Your hearing aids are your connection to the outside world, and finding the ones that work best for you was not an easy process. You completed hearing tests and worked with your Thousand Oaks audiologist to determine which device would work for your listening lifestyle. In order to make sure your expensive purchase last for as long as possible, it is imperative that you take proper care of your new devices.

 

Your audiologist recommends completing the following daily tasks:

 

Cleaning your hearing aids

This may sound like a rather obvious suggestion, but it needs to be stated. After you remove your hearing aids at the end of the day, you need to properly clean the devices to remove any buildup of earwax, dirt or grime. You should use a soft, dry cloth to clean the hearing aids themselves and the earmold (the part that goes into the ear canal) should be cleaned with a mild soap solution. It is important to remove the earmold from the hearing aid before cleaning and that the earmold is completely dry before reattaching.

 

Remove the moisture

Moisture can easily become trapped inside your hearing aid; think about it, the devices spend their whole life inside your ear. A hearing aid drying container or a dehumidifier should be used to remove the excess moisture. Don’t forget to remove the battery from each hearing aid before you place them in the container overnight.

 

Check the batteries

The batteries used in a hearing aid are unlike the mercury ones you are used to.
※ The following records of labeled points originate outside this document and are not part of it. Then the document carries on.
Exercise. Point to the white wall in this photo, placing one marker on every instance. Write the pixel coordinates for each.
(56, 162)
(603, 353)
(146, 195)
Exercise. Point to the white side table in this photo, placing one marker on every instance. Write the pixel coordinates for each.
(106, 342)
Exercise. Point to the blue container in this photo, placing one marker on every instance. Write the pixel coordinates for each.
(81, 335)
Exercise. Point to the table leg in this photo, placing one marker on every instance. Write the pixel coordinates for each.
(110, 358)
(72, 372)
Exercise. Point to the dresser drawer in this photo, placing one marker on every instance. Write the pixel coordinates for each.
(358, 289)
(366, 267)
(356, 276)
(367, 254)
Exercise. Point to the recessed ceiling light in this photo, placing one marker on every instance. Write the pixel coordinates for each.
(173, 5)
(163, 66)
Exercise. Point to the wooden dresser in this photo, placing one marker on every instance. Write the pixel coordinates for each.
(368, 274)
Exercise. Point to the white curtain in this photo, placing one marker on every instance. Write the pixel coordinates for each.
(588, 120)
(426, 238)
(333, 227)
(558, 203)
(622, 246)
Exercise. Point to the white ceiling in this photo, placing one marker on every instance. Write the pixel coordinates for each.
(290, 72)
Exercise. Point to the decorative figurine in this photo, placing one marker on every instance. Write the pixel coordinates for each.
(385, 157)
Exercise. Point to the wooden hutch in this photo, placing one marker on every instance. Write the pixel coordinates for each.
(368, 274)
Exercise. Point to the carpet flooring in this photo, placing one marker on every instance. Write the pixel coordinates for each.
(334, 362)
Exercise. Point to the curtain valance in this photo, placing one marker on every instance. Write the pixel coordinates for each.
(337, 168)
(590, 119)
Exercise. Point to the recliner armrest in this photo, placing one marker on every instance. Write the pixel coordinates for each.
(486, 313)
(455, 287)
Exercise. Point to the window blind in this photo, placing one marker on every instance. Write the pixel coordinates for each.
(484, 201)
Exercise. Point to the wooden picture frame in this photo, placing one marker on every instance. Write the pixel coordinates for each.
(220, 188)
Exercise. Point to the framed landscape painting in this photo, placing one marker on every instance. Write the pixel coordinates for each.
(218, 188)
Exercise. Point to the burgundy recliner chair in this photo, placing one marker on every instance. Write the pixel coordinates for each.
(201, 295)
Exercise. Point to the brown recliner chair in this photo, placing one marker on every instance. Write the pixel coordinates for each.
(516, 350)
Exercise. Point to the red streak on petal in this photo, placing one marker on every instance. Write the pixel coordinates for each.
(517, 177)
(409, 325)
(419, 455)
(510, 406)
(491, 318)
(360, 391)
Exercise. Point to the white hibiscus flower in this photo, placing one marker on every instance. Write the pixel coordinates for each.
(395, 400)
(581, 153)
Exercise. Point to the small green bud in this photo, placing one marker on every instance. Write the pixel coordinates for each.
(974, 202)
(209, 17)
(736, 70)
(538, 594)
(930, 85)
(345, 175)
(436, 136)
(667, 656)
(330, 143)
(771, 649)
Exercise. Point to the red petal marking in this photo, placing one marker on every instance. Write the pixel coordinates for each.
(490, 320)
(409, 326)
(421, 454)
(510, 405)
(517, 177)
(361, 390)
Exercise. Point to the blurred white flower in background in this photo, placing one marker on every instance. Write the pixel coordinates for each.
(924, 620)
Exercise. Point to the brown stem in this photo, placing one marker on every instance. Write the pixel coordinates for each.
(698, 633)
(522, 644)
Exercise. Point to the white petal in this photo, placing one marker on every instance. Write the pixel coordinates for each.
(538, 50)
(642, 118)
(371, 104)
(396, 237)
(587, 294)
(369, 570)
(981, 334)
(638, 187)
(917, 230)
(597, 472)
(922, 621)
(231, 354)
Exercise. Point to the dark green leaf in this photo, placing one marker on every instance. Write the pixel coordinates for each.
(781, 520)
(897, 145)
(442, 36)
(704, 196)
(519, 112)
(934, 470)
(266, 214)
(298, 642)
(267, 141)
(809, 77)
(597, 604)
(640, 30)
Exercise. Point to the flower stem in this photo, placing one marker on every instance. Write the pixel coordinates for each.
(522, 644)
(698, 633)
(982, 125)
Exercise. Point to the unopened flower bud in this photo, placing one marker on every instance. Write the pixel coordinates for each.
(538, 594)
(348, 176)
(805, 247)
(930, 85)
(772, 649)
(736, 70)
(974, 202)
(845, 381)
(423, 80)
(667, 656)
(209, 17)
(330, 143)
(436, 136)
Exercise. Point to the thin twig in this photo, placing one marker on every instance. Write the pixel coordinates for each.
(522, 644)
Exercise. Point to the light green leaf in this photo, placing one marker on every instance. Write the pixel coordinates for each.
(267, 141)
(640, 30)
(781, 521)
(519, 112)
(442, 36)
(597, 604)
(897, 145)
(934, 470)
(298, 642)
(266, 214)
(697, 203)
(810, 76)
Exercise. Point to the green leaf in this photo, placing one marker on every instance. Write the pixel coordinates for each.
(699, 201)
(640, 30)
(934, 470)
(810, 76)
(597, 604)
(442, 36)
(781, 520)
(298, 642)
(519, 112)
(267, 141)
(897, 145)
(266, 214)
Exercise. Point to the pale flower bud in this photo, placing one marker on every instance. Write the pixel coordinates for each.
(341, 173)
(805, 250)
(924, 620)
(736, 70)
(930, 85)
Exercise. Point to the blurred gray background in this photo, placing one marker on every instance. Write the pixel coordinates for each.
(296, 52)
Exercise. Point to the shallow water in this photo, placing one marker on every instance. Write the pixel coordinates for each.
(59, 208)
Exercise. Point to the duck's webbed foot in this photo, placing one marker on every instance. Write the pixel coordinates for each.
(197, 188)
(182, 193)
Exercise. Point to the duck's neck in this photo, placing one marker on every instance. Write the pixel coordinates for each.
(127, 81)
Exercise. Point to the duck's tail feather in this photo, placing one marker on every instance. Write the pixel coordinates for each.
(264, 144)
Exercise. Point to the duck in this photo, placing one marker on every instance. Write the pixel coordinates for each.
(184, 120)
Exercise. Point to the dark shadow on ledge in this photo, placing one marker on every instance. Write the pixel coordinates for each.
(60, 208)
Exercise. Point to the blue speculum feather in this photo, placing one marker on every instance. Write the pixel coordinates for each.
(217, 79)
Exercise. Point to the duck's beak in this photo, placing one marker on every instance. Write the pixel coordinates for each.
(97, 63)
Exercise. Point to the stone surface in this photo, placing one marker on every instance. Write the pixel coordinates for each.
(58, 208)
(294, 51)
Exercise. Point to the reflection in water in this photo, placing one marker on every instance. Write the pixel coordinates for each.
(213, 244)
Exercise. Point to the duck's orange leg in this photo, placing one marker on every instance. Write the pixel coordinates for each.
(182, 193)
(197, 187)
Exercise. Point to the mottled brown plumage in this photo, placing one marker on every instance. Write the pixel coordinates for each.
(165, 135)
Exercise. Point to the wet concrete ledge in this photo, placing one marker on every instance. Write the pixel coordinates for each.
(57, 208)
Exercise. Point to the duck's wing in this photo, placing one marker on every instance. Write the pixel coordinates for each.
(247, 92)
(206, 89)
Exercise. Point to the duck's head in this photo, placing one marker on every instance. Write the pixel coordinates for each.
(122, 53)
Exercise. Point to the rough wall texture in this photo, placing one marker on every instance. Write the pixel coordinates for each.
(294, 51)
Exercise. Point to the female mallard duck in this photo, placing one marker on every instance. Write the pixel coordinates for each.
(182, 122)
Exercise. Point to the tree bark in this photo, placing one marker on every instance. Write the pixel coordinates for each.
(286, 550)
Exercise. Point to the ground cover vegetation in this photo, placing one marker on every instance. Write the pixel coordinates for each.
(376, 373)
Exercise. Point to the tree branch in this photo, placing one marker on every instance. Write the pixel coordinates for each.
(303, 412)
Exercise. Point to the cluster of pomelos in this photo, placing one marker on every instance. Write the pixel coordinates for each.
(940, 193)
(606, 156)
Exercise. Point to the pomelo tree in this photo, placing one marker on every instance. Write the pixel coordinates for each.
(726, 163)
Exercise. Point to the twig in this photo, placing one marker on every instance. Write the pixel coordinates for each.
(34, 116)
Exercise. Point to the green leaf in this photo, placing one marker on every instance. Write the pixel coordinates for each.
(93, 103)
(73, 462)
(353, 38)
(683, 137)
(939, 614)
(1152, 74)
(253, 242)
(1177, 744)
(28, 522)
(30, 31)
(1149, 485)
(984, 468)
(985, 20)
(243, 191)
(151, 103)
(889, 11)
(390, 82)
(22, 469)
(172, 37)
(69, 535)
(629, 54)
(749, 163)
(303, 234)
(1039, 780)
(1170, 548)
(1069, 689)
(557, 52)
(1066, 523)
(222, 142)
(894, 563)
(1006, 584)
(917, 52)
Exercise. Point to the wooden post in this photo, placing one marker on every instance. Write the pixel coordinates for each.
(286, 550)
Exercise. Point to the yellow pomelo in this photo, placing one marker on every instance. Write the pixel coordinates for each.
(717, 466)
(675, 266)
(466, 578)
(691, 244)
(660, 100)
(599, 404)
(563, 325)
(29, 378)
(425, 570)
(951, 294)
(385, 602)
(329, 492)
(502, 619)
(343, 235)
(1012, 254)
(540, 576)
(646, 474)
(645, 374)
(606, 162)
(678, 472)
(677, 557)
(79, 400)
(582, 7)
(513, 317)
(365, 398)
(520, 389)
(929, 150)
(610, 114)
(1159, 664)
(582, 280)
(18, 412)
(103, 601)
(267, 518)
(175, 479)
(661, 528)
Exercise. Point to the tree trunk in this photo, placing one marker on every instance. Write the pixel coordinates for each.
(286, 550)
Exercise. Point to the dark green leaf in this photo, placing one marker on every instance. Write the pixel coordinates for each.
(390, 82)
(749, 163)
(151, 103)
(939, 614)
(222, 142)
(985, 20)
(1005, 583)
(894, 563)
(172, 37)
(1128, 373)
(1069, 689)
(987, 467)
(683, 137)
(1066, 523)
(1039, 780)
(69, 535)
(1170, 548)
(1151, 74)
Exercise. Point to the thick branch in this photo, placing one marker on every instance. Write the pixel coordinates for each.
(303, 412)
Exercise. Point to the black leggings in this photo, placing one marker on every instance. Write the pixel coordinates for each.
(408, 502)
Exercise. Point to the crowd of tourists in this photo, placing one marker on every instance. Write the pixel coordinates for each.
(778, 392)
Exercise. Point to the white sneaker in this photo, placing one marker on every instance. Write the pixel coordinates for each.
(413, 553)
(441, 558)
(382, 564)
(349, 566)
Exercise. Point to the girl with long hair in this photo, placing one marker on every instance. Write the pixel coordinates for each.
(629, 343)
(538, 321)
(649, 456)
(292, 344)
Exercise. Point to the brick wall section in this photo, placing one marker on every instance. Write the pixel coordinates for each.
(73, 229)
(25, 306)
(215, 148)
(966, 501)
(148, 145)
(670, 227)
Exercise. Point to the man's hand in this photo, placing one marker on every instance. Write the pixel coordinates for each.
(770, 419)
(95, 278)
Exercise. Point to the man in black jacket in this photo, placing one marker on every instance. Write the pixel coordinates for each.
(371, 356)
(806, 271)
Instead of slowly draining over time, the zinc batteries used in your hearing aid will go from seemingly full to dead in an instant. Because of this, this only way to tell if your batteries will make it through the day is to use a battery tester every morning. You should always keep extra batteries with you, just in case.

 

While these steps may seem like a lot, they are nothing compared to the time and money frequent repairs will cost you. Your audiologist can help you set up a daily plan to help take care of your new digital hearing aids.